Introduction to My Blog

With this blog, I aim to ask and answer provocative or otherwise interesting questions. I hope you find it valuable. Enjoy!

Tuesday, July 21, 2020

Public School Cooking Classes (This isn't a joke)

Like virtually everyone else, the lockdowns in effect around the world have helped me appreciate what in my life is and isn't important. We all think more about household essentials like tissues, soap, and toilet paper. We think about our food supplies, and how we can push our eating habits in a more self-sustainable direction. I read an interesting article in the Economist a few weeks ago about how a resurgence of gardening has occurred in the United States, and many more people are growing their own vegetables again.

I have thought hard about how I can best spend my time in quarantine, and one of the no-brainers to me has been cooking. Cooking is one of the most useful skills I can think of, and it's a skill that I don't think we emphasize as much as we ought to in childhood education. Perhaps this is more of a result of my pampered upper-middle-class upbringing, but I was never required to cook. I either heated up pre-made frozen food or my mom would cook.

I regret the fact that I wasn't taught to cook in the house, and I know that many (perhaps most) people learned some degree of cooking in the household as a child. I want to make an argument for required cooking classes in public education because I think that the skill is so incredibly useful, and has benefits one might not realize at first.

A viral meme I recall says that food can be only two of the following: affordable, tasty, or healthy. I used to tacitly accept this as true, and I made essentially no effort to eat well. I played sports and my metabolism was such that my poor diet didn't noticeably affect me. It was only over the past couple of years, as I've begun to teach myself how to cook, that I have realized that the adage I referred to is untrue.

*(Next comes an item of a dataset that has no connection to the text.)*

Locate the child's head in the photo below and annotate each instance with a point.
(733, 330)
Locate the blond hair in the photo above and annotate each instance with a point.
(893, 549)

It's only right in a superficial sense: the principle seems to be true with respect to eating out or buying pre-packaged meals. The principle is false with respect to cooking, though. With relatively no cooking experience, it's still easy to make a meal that satisfies all three aforementioned criteria for far less than even fast food prices.

This is a lesson I didn't learn until I was 18. Let me rephrase that. This is a lesson I didn't learn until long after I wrote an essay with the title "Examining and Applying the Theory of Recollection", which was about Plato's dialogue entitled "Meno" and a philosophical theory of knowledge acquisition. What did I just say? Even I barely know. All I know is that I should have learned some fundamentals of cooking before I delved into Platonic philosophical theory.

Cooking makes it much easier to eat healthier without feeling like you're depriving yourself. It also serves as a great social skill. Friends love you if you can cook something nice for them. Good cooking is also something a date will appreciate. Cooking is a nice departure from whatever else is bothering you. There's hardly anything more satisfying than putting lots of effort into cooking something and then tasting the fruits (or vegetables) of your labor.

I think that high school would be a good time for students to learn to cook because they are old enough to be marginally more responsible around hot equipment. This would also be invaluable preparation for students preparing for college, where they will likely otherwise only eat microwaved pizza and other such garbage. I actually think that students would rather enjoy taking some time out of a school day to do some hands-on work, especially if they can eat it.

I have no illusions. This idea presents challenges, including whatever level of absurd legal liability schools would have if students injured themselves cooking. Schools in poor inner cities would struggle to find local grocery marts with decent ingredients. Many students would be irresponsible and/or disrespectful, as they invariably are in other classes. 

Still, the positives far outweigh the negatives to me. Earlier today, I cooked pizzas with hummus and vegetables for myself and my mother. It went incredibly well and when discussing cooking after, I told my mom that cooking is more useful than virtually anything I learned in my years of schooling. This was obviously somewhat facetious, but I do think that it is sufficiently useful a skill that it should be part of our public education system. It would open new doors for children, encourage healthier, better eating habits, and give them a fun way to be both more self-reliant and more social.

1 comment:

  1. It seems like this would be a really interesting time to have students exchange recipes and cook together remotely (with privacy and cost considerations). How might we learn about one another and different cuisines from a remote cooking course in which students choose recipes they are interested in trying and sharing?